Back home with all the footage, Sam sorted through hours and hours of clips, and began to send over sample edits. I got goosebumps seeing those beautiful shots – They were so vivid and rich and captured the heart of the carpenters’ work so well. Not only did he make a compelling presentation of the work on the carpentry site, but he so artfully brought in the human touches of unique personality, shared laughter, and feasting. Yes, even the significance of the food was covered. Sam has put together a holistic and unbelievably compelling presentation for us all to enjoy.
We have been getting emails and comments from those of you who have watched the film since it was released last Friday, and to be honest, it is the most enthusiastic feedback we’ve ever gotten about anything we’ve put out. People seem to be pumped about the film, saying they’re planning to watch it over and over.
As I was writing the book, Sam was sending me clips. When I saw what he was putting together, the complementarity of the book and the film together struck me, and I realized that these two should be conceived of as a pair. Although there is some crossover in that they both cover the same event, they are two very different presentations.

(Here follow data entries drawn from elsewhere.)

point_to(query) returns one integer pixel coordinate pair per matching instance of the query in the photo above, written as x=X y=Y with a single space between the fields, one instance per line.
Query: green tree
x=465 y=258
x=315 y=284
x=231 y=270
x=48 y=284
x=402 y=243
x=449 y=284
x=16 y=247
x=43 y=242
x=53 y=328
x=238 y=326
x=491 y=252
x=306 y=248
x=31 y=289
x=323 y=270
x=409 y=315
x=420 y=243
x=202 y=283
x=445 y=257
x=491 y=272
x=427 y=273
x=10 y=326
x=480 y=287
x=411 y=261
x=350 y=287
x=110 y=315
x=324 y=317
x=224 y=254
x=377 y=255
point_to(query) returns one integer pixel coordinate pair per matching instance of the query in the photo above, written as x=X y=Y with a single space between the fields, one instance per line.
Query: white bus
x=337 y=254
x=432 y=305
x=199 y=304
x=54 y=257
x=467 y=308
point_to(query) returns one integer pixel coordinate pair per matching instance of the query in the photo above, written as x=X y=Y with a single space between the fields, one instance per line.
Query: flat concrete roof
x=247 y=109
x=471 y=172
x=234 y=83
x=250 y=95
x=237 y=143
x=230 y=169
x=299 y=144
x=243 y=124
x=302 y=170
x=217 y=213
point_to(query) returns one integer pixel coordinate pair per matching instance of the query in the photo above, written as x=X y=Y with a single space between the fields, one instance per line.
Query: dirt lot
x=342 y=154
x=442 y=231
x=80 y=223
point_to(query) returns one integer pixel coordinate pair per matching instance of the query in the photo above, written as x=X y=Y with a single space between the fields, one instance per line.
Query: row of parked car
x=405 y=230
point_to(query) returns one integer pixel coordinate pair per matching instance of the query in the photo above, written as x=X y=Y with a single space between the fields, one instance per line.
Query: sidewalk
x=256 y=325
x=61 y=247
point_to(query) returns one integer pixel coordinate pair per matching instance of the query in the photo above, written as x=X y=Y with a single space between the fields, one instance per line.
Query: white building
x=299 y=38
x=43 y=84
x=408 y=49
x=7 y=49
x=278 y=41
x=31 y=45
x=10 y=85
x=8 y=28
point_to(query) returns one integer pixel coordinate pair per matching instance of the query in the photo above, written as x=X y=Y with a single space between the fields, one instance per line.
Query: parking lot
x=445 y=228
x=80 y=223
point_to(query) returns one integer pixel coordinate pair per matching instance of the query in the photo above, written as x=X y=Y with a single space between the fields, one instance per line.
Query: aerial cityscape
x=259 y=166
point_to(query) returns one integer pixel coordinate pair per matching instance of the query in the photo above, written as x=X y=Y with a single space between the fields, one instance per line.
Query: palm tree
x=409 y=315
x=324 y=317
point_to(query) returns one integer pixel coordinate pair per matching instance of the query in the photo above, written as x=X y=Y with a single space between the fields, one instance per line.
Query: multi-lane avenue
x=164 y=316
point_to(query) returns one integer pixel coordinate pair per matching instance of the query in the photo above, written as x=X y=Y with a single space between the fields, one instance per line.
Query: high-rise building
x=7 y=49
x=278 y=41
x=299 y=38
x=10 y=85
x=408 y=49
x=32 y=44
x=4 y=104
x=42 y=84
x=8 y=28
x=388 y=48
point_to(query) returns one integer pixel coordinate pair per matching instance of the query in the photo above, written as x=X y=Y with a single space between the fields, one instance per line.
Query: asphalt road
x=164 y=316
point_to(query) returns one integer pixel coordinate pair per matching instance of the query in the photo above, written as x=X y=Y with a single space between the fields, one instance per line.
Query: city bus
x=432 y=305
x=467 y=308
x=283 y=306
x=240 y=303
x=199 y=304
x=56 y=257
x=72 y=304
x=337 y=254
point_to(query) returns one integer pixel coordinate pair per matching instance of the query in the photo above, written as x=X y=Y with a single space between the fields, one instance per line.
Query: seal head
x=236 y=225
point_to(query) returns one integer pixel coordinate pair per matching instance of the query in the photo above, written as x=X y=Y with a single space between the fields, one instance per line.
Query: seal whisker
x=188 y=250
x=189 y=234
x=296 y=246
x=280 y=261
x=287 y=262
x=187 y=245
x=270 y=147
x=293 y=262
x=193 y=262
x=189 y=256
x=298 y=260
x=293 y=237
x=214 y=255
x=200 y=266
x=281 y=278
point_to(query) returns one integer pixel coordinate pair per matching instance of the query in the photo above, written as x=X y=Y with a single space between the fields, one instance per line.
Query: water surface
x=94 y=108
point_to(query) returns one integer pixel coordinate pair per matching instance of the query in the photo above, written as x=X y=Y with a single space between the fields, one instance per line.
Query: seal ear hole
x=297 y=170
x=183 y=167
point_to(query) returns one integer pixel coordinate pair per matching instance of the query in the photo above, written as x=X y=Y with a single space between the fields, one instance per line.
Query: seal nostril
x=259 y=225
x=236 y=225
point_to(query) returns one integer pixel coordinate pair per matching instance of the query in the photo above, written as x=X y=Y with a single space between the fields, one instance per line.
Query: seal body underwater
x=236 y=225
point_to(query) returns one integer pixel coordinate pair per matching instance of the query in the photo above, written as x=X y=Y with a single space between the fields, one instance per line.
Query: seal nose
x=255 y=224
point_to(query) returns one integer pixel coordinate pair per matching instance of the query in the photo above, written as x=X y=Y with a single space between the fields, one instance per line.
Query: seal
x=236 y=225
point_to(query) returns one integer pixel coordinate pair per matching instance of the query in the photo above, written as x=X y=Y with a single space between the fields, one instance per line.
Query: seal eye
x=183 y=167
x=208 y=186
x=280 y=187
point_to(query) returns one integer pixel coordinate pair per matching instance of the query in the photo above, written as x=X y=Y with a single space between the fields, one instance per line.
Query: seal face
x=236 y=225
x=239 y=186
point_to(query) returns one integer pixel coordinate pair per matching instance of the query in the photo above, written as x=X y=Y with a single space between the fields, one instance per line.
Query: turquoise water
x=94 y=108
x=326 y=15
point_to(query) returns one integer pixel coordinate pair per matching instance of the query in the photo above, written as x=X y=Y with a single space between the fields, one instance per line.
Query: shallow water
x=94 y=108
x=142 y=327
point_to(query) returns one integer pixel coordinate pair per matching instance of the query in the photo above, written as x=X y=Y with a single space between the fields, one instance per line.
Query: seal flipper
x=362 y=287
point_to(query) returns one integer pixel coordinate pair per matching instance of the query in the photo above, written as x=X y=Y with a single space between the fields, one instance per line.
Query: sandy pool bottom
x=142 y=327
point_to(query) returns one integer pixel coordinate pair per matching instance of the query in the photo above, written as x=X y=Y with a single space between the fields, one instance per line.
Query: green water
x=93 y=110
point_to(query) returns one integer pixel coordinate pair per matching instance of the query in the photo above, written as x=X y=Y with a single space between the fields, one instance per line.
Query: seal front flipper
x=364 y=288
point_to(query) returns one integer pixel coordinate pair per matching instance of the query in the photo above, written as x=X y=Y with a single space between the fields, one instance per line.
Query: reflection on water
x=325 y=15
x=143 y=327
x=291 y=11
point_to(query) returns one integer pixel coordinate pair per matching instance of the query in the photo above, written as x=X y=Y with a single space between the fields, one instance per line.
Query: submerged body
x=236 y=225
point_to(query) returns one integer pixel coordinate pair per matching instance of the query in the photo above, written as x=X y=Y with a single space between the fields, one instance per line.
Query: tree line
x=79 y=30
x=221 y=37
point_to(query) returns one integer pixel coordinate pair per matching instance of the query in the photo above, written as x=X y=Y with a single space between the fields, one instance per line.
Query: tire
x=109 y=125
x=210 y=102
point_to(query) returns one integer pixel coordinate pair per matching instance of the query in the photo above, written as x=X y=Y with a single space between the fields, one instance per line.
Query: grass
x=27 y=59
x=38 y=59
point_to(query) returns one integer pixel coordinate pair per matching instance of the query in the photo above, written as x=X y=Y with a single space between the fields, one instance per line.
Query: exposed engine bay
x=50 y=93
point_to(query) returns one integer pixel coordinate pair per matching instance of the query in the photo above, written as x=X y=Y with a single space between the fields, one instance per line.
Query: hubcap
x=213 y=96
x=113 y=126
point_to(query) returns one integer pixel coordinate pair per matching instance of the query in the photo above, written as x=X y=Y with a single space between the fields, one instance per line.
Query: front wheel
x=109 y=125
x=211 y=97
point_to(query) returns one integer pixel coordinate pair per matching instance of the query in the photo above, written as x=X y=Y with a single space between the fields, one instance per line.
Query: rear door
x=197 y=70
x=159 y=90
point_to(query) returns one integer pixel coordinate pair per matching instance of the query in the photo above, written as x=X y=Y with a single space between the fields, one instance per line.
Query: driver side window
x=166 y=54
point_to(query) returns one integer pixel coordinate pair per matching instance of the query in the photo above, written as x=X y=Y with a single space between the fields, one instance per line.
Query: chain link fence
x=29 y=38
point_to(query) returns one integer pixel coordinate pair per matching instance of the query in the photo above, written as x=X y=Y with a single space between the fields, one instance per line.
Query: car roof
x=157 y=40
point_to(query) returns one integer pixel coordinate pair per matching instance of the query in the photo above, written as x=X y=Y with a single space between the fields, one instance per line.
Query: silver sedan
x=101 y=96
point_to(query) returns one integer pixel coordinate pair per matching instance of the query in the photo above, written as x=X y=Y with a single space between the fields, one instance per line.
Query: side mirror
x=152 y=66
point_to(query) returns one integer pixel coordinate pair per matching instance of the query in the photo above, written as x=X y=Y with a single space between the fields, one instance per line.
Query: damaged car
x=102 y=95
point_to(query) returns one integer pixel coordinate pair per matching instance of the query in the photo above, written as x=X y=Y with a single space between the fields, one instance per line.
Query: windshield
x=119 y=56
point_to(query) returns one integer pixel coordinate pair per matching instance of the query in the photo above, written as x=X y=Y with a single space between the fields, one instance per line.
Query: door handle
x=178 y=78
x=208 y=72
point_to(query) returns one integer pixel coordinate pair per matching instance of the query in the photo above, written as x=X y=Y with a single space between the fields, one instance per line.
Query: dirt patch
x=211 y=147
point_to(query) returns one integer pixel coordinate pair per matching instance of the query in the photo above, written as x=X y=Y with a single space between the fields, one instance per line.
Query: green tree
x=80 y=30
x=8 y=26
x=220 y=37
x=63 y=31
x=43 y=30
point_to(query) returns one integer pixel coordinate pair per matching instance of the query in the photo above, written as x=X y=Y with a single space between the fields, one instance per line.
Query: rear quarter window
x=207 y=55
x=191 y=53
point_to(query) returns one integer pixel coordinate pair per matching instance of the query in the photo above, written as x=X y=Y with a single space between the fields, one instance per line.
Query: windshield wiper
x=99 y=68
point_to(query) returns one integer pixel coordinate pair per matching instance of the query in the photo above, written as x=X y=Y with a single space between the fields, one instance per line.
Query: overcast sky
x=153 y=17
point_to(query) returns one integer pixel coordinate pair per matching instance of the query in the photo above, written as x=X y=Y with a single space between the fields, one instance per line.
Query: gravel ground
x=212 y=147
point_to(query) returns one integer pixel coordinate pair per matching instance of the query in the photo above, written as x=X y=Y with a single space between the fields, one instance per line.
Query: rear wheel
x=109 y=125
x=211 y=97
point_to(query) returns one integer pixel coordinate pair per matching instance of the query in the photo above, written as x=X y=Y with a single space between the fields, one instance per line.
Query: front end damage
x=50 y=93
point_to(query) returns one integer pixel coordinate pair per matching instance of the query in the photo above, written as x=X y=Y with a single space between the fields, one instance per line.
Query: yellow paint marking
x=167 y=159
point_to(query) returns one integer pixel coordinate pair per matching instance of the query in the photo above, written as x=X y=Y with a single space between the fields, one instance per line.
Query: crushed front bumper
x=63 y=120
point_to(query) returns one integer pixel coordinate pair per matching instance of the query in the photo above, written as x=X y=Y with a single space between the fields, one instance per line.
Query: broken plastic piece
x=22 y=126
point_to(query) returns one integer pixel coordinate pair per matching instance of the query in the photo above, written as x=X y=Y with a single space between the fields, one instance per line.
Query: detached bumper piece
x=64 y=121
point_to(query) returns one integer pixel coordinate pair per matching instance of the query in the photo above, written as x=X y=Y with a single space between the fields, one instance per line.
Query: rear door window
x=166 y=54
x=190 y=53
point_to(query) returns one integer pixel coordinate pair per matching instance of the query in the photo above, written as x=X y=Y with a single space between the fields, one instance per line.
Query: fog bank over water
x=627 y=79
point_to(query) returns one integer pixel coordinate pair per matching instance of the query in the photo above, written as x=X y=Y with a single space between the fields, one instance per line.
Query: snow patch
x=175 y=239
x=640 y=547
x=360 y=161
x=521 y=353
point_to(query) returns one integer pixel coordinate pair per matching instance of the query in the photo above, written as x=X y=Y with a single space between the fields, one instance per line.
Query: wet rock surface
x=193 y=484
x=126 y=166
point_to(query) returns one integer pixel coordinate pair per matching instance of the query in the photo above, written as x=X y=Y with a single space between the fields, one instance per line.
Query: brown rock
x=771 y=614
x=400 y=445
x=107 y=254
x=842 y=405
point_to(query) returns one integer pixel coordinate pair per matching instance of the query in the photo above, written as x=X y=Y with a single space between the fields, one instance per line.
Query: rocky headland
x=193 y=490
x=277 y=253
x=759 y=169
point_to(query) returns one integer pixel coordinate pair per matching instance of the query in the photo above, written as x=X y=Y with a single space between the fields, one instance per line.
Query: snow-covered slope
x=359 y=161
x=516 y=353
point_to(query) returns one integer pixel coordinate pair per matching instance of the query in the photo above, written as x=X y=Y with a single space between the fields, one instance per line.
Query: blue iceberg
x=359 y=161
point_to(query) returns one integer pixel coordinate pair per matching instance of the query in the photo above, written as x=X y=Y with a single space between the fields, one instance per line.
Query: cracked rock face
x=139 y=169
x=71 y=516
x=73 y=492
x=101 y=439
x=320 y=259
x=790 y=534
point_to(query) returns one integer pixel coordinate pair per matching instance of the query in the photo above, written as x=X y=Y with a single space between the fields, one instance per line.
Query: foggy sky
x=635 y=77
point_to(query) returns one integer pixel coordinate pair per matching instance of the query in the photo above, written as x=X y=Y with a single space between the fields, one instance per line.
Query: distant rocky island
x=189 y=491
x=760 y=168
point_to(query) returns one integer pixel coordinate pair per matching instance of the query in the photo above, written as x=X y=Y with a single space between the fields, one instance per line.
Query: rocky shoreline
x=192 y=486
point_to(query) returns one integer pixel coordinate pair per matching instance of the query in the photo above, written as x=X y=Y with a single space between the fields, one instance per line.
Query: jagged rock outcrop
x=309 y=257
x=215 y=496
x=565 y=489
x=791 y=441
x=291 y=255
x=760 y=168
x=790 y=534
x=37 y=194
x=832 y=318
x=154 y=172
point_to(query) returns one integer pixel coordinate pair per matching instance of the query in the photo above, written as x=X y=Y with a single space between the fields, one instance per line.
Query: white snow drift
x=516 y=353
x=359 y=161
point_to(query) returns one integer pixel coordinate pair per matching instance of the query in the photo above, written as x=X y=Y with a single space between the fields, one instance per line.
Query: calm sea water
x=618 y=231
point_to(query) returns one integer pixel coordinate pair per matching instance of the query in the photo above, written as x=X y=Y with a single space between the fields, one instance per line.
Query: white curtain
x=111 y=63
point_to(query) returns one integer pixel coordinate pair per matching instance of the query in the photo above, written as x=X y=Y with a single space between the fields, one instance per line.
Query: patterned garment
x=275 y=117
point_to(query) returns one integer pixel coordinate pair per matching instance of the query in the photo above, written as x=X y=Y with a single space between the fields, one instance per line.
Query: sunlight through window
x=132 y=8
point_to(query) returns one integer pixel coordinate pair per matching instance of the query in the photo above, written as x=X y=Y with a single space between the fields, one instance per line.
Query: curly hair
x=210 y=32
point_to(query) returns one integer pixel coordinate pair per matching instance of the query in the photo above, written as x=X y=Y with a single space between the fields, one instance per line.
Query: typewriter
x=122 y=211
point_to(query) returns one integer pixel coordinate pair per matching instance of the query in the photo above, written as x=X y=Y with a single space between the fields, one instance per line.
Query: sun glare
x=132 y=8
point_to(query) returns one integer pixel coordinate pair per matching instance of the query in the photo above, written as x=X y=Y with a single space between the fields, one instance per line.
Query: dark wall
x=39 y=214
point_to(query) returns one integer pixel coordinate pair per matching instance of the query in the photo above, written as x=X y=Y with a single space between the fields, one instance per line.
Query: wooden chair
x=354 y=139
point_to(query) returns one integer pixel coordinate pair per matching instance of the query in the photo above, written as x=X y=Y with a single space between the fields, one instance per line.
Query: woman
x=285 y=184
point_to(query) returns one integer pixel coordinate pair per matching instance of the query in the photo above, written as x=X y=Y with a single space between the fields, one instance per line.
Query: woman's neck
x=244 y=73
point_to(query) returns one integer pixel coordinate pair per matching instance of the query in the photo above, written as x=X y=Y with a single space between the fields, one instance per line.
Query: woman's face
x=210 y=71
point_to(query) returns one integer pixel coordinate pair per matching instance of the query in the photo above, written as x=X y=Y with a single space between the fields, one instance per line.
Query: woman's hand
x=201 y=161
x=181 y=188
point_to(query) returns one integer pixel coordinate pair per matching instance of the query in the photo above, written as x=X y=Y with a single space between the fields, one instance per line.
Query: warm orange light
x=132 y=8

The film shows you what happened (sights and sounds), and the book tells you why it happened and reflects on what it means for us as makers today.
I’ve been sending Sam a bunch of the praise from our customers and he greatly appreciates it. It’s been suggested that he enter this film into the festival circuit. I’m encouraging him to do so – I know it will be loved everywhere it’s shown.
One of our customers just sent us this gushing note:
“Words cannot adequately express the joy I had in watching this superbly done video. I wanted it to go on for hours. The cameos by all of the carpenters, the details of the food production, the tools and methods used, the lobster bake at Pumpkin Island lighthouse, the viola and violin music by your wife and her friend at the raising, and so much more, all were just so delightful to see and hear. I will watch this multiple times as I am sure that at each viewing I will appreciate something that I missed before. The lovely harmony of these carpenters working together, and from so many different Countries, was very refreshing to see.
Thank you and all those persons responsible for producing this remarkable film that all of us hand tool woodworkers can enjoy time and again. I am looking forward to the accompanying new book with great anticipation as well, just as I do my M&T magazines.”
Sam deserves every bit of this praise. The film is incredible.